A deep learning-based intrusion detection system for in-vehicle networks

Modern vehicles are increasingly getting connected within the vehicles, with other systems, leading to more concerns about security. Controller area network (CAN) has become a de -facto standard for connecting internal vehicles' components. However, it lacks security features. Conventional security mechanisms fail to protect in-vehicle networks from attacks, requiring the development of an effective intrusion detection system (IDS). This work develops an IDS for in -vehicle networks called IDS-IVN based on a compact representation of location invariant and time-variant traffic features using deep learning.
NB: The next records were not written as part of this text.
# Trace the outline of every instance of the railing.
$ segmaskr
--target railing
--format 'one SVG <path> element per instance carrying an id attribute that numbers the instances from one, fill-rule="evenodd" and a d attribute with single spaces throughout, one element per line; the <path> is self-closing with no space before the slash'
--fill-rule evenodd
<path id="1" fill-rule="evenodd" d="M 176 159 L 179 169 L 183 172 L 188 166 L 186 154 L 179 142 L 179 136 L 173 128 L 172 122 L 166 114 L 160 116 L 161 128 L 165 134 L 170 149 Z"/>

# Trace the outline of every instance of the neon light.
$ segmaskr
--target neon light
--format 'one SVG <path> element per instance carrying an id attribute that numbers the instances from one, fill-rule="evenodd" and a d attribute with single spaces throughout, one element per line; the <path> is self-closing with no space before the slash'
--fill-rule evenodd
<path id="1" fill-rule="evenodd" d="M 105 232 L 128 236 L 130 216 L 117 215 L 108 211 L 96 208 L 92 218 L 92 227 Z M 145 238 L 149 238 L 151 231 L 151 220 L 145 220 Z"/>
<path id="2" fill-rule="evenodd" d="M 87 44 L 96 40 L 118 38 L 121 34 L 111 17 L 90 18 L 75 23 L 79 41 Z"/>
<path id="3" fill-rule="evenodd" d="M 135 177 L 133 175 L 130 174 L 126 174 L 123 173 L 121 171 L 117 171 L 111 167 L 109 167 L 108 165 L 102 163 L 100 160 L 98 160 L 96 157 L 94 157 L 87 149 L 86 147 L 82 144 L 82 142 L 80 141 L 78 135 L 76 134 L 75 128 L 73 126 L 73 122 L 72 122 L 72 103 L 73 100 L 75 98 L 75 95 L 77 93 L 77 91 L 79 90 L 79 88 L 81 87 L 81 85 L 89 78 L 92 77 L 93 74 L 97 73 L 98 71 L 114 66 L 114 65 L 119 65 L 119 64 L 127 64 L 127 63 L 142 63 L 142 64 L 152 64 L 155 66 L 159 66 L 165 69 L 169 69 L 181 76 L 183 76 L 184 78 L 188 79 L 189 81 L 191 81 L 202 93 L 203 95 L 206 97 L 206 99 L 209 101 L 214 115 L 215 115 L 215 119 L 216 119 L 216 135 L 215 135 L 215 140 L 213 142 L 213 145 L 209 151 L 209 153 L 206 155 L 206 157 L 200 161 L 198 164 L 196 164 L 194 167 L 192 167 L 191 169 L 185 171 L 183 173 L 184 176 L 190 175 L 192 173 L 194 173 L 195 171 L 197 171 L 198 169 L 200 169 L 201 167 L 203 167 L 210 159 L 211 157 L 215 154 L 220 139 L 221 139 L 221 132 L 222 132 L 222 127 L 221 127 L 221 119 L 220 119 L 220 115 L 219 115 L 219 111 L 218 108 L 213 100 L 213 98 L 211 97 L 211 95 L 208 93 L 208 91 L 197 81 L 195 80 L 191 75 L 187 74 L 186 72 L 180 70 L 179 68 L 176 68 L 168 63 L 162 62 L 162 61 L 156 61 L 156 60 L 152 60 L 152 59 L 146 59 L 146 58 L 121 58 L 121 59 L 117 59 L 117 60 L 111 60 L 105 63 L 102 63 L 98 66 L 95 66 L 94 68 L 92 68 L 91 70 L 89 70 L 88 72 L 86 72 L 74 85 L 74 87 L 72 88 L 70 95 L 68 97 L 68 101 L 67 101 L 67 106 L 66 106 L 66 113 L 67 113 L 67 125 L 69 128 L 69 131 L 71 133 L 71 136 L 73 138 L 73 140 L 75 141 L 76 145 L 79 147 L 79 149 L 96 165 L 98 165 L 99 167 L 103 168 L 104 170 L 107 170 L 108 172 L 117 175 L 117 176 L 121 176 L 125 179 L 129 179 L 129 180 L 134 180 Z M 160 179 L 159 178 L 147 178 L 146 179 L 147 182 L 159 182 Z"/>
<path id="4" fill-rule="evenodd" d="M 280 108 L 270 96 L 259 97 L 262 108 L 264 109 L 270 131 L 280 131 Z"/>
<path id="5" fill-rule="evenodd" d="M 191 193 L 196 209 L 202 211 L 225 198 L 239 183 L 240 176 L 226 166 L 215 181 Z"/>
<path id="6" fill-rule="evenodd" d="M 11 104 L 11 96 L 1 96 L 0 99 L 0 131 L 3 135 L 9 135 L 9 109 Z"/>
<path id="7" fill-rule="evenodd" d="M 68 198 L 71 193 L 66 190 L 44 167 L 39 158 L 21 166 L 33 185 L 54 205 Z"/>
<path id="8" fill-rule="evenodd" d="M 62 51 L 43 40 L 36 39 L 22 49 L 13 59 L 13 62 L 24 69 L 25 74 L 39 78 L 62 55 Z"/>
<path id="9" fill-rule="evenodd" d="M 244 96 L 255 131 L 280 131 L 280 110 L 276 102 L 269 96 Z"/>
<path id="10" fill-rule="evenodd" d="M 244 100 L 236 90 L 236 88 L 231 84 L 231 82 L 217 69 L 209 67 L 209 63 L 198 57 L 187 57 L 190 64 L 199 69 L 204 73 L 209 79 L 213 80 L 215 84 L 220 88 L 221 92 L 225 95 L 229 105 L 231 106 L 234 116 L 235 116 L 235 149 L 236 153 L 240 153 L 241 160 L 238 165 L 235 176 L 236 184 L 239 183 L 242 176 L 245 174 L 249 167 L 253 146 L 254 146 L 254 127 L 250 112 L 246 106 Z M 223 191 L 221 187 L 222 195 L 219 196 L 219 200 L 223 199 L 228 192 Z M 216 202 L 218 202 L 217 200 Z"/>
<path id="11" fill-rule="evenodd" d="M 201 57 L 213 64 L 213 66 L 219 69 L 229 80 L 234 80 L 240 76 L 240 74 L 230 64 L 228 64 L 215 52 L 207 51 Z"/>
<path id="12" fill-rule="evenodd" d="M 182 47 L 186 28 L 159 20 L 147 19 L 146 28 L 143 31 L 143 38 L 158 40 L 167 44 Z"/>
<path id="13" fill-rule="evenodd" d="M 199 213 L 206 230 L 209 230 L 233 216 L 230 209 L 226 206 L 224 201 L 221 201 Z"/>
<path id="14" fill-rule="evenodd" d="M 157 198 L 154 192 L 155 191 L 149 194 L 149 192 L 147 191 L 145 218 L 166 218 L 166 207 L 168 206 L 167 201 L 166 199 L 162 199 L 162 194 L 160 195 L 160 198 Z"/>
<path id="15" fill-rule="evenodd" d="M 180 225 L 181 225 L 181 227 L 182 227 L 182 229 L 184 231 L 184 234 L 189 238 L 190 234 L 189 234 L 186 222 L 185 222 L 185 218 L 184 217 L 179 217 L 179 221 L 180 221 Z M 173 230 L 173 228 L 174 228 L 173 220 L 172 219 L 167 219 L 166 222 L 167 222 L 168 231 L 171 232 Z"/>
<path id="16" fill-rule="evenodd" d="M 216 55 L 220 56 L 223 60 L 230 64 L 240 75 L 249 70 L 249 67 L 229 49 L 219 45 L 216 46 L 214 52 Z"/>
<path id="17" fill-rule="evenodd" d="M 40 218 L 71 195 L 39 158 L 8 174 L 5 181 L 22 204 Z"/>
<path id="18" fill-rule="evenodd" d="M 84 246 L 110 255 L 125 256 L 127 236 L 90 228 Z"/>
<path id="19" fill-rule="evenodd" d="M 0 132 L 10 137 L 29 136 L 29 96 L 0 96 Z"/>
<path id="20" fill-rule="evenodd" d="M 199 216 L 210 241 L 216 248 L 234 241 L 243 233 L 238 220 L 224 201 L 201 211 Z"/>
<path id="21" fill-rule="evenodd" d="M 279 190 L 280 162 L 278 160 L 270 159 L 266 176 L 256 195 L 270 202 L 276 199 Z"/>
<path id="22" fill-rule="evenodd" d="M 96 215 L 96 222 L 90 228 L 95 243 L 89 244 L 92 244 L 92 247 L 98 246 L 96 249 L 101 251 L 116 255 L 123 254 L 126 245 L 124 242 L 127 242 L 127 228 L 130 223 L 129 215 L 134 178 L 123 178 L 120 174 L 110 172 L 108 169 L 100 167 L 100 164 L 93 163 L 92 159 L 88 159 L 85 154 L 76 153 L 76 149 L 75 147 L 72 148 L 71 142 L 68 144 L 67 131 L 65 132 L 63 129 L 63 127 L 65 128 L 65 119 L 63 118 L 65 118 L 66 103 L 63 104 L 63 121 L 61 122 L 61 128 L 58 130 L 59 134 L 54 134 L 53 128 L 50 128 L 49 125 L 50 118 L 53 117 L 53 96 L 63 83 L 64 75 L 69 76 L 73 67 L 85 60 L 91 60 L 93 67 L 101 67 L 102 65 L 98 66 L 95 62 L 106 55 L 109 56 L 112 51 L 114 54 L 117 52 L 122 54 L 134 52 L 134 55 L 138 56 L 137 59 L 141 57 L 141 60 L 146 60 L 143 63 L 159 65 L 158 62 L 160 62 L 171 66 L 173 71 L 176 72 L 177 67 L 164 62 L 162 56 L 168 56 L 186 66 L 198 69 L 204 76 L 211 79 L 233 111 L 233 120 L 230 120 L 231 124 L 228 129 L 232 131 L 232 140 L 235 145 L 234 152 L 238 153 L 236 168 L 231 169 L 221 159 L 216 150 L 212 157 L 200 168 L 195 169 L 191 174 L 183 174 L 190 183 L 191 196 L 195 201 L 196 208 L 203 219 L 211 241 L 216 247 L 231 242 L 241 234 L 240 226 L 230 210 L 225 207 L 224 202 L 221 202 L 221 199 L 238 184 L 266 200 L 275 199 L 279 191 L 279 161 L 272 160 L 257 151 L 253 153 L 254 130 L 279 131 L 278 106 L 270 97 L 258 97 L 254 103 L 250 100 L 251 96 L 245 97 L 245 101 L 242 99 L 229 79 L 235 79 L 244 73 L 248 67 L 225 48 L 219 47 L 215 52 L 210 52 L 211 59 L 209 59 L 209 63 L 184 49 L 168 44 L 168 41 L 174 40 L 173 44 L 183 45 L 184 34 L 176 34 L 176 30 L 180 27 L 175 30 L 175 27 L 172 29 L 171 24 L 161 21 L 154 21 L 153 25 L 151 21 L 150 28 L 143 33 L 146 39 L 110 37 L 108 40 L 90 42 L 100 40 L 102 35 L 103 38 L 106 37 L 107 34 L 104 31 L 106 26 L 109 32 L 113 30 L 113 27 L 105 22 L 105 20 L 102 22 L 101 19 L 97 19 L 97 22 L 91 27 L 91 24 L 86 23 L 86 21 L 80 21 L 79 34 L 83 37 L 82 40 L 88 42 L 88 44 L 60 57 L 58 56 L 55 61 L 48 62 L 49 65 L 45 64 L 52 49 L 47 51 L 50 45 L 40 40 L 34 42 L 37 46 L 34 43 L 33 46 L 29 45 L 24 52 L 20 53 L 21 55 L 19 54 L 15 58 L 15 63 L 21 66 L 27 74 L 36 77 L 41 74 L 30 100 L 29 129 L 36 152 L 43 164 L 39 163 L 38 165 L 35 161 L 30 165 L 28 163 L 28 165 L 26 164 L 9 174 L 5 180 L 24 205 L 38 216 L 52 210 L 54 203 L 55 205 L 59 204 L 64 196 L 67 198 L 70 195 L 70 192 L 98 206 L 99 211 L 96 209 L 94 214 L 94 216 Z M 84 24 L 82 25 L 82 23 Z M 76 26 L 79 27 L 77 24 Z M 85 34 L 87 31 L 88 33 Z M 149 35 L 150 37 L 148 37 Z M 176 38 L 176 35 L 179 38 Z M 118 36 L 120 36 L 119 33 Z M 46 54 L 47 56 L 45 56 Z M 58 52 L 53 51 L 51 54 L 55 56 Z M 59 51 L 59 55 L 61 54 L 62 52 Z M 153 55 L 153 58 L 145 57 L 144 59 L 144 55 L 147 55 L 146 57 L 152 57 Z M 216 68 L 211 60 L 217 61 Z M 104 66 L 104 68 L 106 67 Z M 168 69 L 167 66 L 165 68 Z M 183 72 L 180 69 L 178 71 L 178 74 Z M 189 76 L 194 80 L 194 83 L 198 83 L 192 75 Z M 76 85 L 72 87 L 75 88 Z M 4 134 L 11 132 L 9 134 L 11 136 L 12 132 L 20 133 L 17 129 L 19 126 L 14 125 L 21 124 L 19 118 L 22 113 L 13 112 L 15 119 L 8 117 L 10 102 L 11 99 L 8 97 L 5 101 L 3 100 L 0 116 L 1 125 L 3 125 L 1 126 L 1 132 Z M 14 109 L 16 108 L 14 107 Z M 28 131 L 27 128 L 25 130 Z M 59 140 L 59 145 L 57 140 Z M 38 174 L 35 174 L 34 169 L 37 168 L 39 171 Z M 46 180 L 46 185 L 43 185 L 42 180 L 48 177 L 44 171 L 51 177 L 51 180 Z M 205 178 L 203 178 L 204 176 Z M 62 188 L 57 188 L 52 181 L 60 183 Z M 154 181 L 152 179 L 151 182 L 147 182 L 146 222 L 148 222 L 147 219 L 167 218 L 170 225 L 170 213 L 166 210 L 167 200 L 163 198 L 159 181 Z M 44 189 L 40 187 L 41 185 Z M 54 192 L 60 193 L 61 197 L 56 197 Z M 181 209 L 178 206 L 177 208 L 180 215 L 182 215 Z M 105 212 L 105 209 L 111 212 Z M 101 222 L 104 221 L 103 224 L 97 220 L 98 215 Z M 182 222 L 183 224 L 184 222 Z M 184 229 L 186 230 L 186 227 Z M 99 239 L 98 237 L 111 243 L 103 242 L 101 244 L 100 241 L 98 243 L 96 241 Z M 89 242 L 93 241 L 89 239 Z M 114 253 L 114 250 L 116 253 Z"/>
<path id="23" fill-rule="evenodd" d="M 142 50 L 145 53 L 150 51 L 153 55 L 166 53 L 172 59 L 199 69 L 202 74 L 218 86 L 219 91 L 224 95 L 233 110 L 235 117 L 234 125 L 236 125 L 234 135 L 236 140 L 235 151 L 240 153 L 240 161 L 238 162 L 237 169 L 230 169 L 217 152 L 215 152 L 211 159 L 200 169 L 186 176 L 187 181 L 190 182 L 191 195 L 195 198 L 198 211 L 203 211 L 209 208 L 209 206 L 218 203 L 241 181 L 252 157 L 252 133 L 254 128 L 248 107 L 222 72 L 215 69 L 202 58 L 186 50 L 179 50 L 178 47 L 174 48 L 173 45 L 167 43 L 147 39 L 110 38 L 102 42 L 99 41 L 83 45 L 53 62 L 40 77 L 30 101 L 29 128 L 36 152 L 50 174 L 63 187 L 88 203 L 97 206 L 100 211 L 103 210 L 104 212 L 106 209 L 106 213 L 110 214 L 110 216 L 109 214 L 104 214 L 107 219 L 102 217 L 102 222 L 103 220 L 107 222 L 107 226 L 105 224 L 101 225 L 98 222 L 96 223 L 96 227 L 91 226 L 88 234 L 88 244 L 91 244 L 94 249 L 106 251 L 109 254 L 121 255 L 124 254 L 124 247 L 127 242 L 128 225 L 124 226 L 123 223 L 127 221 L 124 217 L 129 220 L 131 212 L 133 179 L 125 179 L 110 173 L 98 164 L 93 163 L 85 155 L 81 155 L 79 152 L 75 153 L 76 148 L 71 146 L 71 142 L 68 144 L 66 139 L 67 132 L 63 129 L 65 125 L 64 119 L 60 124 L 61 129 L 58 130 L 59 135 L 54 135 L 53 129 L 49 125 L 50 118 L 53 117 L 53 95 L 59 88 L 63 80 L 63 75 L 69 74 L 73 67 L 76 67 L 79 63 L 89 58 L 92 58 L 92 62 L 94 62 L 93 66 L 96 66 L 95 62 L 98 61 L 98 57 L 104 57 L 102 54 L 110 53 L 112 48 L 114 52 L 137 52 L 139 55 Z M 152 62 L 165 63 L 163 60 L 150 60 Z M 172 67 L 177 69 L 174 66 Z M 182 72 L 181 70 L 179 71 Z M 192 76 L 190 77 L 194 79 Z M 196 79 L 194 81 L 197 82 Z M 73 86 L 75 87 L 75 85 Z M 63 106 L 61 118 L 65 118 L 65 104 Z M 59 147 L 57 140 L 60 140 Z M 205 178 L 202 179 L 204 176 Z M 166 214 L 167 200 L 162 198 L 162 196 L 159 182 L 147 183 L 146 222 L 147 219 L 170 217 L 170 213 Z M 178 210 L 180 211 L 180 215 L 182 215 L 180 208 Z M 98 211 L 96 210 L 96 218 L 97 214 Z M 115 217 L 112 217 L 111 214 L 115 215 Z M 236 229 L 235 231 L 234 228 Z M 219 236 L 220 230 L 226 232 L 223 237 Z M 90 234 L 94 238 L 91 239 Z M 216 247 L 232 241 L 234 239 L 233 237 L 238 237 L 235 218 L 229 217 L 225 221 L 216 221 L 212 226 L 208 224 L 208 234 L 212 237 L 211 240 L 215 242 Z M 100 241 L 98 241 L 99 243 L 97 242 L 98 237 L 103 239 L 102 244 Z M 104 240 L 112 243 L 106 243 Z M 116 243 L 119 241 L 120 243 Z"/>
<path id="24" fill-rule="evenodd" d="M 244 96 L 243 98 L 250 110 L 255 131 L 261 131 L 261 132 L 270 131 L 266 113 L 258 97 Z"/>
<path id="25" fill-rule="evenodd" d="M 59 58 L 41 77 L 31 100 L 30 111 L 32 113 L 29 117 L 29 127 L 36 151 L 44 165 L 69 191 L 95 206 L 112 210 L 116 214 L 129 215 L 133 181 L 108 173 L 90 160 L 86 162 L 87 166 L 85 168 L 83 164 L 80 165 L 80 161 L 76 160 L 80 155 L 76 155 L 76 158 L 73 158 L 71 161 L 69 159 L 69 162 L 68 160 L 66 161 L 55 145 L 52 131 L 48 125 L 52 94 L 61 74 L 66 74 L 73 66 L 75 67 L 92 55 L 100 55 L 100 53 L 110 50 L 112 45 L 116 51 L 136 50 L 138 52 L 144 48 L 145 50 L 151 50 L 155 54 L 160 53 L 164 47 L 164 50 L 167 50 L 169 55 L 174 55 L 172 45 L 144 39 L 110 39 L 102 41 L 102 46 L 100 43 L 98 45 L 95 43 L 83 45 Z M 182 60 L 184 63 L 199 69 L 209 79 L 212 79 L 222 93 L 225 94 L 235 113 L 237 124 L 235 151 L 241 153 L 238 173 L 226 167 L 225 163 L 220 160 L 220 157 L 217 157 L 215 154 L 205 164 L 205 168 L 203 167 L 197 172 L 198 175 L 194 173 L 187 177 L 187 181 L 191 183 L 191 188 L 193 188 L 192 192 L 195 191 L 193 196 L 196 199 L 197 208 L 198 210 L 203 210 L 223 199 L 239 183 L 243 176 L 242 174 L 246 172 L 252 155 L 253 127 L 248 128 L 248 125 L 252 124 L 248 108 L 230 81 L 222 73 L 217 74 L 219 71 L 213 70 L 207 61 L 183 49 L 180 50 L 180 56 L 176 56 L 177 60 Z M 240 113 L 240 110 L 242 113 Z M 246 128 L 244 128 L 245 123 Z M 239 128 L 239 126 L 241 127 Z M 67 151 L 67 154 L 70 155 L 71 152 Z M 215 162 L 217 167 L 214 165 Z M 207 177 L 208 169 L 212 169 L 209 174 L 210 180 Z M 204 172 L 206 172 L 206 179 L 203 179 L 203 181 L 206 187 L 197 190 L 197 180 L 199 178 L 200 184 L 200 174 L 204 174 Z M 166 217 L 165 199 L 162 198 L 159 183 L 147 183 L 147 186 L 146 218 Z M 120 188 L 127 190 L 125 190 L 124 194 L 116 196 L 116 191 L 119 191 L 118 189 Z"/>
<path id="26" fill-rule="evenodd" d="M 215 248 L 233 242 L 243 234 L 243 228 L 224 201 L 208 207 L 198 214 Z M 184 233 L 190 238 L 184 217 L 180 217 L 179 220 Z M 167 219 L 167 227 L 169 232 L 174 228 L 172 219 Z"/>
The IDS-IVN uses convolutional neural and long-short-term memory networks as encoder/decoder functions of autoencoder networks to extract features from raw data and classify them using latent space representation into intrusive and non-intrusive classes. A benchmark real-time ROAD dataset is used to demonstrate the IDS-IVN's performance compared to the existing methods. IDS-IVN reports 99% accuracy with a 0.32% low false-positive rate for detecting intrusions.

Automated summary

Modern vehicles are becoming increasingly connected, raising concerns about security. Conventional security mechanisms are insufficient to protect in-vehicle networks from attacks, necessitating the development of an effective intrusion detection system (IDS). This study presents IDS-IVN, an IDS for in-vehicle networks that utilizes deep learning to extract and classify traffic features for intrusion detection.